Dr. Szidzek. Für das Sicherheitskonzept ist immer das verantwortliche Unternehmen verantwortlich, das dem Arbeitnehmer entsprechende Vorgaben für die Einhaltung von Sicherheitsstandards machen muss. Dass der Arbeitnehmer sich an diese halten muss, ist klar. Das gilt im Home-Office und natürlich auch gegenüber engen Verwandten. Im Büro würden diese ja auch nichts mitbekommen und so sollte es im Home-Office eben auch sein.

Red. Wie verhält es sich mit der privaten Nutzung von Dienstgeräten durch den Arbeitnehmer?

Dr. Szidzek. Ja, das ist immer auch ein Thema, bei dem freiheitsorientierte Unternehmensphilosophien und juristische Wirklichkeit unschön aneinandergeraten. Erlaubt oder duldet ein Unternehmen bei seinen Mitarbeitern die Privatnutzung von E-Mail-Accounts, Smartphones oder Tablets, wird es gegenüber diesen Mitarbeitern – ob es will oder nicht – zum Telekommunikationsanbieter und ist den entsprechenden Vorschriften unterworfen, die für solche Unternehmen gelten. Dazu gehört auch die Einhaltung des Post- und Fernmeldegeheimnisses (§ 206 Strafgesetzbuch). Will man gegen diese Vorgaben nicht verstoßen, darf man ohne Einwilligung des Mitarbeiters auf dessen Mail-Account nicht ohne Weiteres zugreifen. Ich empfehle meinen Mandanten in der Regel, die Privatnutzung von Firmen-Geräten generell zu untersagen. Jeder hat heute seine eigenen Möglichkeiten zu kommunizieren, sodass man dafür nicht den betriebseigenen Account verwenden und das Unternehmen nicht in die Bredouille bringen muss.

Red. Gestatten Sie uns ein paar persönliche Fragen? 

Dr. Szidzek. Ungern, aber wenn es sein muss.

Red. Wenn Sie ein Tier wären, dann wären Sie ein …? Bitte begründen Sie Ihre Aussage.

Dr. Szidzek. Da halte ich es mit Joachim Ringelnatz: „Wenn ich zwei Vöglein wär‘, und auch vier Flügel hätt.“ Wenn schon, dann wäre ich gerne zwei Vöglein. Dann könnte man aktuelle Themen besprechen und auch sonst frei sein bei dem, was einem Spaß macht. Als alter Flieger – ich habe vor einigen Jahren einmal einen Pilotenschein für Einmotorige gemacht– fasziniert mich zudem die Vorstellung, einfach loszufliegen. Aber allein fliegen ist langweilig. Vielleicht mag ja jemand mitfliegen? Dann wären wir schon vier Vöglein.

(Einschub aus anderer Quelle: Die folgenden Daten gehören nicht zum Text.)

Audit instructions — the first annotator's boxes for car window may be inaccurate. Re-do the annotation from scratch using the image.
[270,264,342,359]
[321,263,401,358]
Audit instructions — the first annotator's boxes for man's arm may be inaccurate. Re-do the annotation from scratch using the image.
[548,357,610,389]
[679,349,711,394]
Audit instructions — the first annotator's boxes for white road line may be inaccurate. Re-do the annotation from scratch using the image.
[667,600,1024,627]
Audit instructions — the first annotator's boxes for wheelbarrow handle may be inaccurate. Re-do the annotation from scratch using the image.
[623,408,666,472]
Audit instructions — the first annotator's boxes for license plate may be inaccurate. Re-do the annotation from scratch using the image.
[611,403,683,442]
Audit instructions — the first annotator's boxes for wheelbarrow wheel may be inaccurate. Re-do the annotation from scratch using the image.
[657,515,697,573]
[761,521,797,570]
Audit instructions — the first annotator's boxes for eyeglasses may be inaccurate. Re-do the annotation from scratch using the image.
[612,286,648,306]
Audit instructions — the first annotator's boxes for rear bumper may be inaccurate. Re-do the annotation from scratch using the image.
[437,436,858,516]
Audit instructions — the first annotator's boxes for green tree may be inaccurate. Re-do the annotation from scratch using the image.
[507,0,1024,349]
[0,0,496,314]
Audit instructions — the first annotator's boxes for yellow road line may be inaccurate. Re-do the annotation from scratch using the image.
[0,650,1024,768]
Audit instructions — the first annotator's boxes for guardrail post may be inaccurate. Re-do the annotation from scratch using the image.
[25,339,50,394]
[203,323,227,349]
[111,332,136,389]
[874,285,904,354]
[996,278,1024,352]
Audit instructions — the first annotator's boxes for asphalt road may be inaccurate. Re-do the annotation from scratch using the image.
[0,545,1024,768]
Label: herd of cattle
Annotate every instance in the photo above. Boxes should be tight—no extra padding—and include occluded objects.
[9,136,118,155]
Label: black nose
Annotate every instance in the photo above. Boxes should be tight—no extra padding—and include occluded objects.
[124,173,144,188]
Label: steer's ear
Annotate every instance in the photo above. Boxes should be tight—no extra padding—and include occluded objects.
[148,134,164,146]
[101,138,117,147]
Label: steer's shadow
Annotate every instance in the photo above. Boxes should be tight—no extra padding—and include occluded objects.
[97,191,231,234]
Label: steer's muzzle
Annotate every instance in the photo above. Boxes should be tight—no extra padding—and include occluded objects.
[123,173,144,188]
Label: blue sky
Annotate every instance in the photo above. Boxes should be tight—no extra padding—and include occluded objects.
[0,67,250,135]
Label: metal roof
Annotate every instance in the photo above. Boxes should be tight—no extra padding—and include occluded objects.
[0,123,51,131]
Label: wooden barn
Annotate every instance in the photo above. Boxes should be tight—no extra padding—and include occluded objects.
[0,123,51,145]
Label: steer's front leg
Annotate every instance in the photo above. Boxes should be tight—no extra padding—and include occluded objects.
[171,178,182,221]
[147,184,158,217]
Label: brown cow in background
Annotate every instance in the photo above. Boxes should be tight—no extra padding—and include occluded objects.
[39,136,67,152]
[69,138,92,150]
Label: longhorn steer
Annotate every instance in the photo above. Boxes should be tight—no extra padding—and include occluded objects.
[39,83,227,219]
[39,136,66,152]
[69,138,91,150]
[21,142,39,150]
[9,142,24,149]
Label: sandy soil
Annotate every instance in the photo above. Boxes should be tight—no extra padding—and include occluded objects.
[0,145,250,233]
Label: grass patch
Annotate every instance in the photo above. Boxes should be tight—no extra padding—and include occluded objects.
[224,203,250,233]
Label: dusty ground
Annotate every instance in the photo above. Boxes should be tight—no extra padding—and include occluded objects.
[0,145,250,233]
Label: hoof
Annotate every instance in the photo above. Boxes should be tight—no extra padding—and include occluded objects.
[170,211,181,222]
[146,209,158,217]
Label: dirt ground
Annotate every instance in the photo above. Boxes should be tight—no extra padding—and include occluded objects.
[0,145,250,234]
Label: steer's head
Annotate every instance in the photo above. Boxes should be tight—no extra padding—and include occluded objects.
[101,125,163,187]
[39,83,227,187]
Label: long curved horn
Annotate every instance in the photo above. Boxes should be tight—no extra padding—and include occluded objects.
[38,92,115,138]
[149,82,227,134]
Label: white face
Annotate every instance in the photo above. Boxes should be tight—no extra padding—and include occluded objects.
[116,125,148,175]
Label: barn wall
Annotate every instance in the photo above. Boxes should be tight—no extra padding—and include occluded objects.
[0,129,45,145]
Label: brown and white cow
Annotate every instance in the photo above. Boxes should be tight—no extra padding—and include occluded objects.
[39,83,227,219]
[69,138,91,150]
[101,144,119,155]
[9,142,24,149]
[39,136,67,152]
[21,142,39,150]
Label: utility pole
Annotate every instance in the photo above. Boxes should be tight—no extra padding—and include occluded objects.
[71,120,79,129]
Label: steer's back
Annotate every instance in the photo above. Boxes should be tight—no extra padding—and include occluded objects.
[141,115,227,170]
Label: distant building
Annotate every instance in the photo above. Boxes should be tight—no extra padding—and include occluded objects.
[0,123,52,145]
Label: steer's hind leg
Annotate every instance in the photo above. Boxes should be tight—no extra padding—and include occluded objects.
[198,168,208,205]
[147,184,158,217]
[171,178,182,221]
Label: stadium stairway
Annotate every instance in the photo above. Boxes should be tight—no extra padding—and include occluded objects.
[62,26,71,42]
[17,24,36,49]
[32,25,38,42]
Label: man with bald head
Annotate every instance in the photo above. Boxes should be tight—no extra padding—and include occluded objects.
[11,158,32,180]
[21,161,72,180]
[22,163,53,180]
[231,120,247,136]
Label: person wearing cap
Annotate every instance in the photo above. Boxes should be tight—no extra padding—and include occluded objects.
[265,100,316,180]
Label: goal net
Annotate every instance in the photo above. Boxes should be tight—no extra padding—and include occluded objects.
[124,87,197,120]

Red. Was ist für Sie die wichtigste Erfindung der letzten hundert Jahre?

Dr. Szidzek. Das lässt sich schwer auf eine einzige herunterbrechen. Aber Internet und GPS gehören schon einmal dazu.

Red. Bitte vervollständigen Sie den Satz. In einem nächsten Leben würde ich …

Dr. Szidzek. … es wahrscheinlich ähnlich machen wie in diesem, ob ich wollte oder nicht und egal ob alles richtig war oder nicht. Da bin ich mir ein wenig einig mit Schopenhauer: „Der Mensch kann zwar tun, was er will, aber er kann nicht wollen, was er will“. Betrachtet man sich selbst mit der gebührenden Ehrlichkeit, sind die Möglichkeiten der Selbstentfaltung determiniert durch das, was man tief im Inneren will und die Fähigkeit und Bereitschaft es umzusetzen, ohne das aber selbst im Kern tatsächlich allzu sehr beeinflussen zu können. Das ist bei jedem ein bisschen anders und es ist schon viel gewonnen, überhaupt nur herauszufinden was man will, geschweige denn, es umzusetzen.

Red. Zum Schluss: Haben Sie ein Lebensmotto und teilen Sie es mit uns?

Dr. Szidzek. Wenn die Zeit käme, in der ich könnte, ist die Zeit vorbei, in der ich kann“. Das ist auch schon wieder geklaut und zwar von Marie von Ebner-Eschenbach, aber das trifft es ziemlich gut.

Red. Herr Szidzek, herzlichen Dank für das Interview.

Dr. Szidzek. Herzlichen Dank auch von meiner Seite.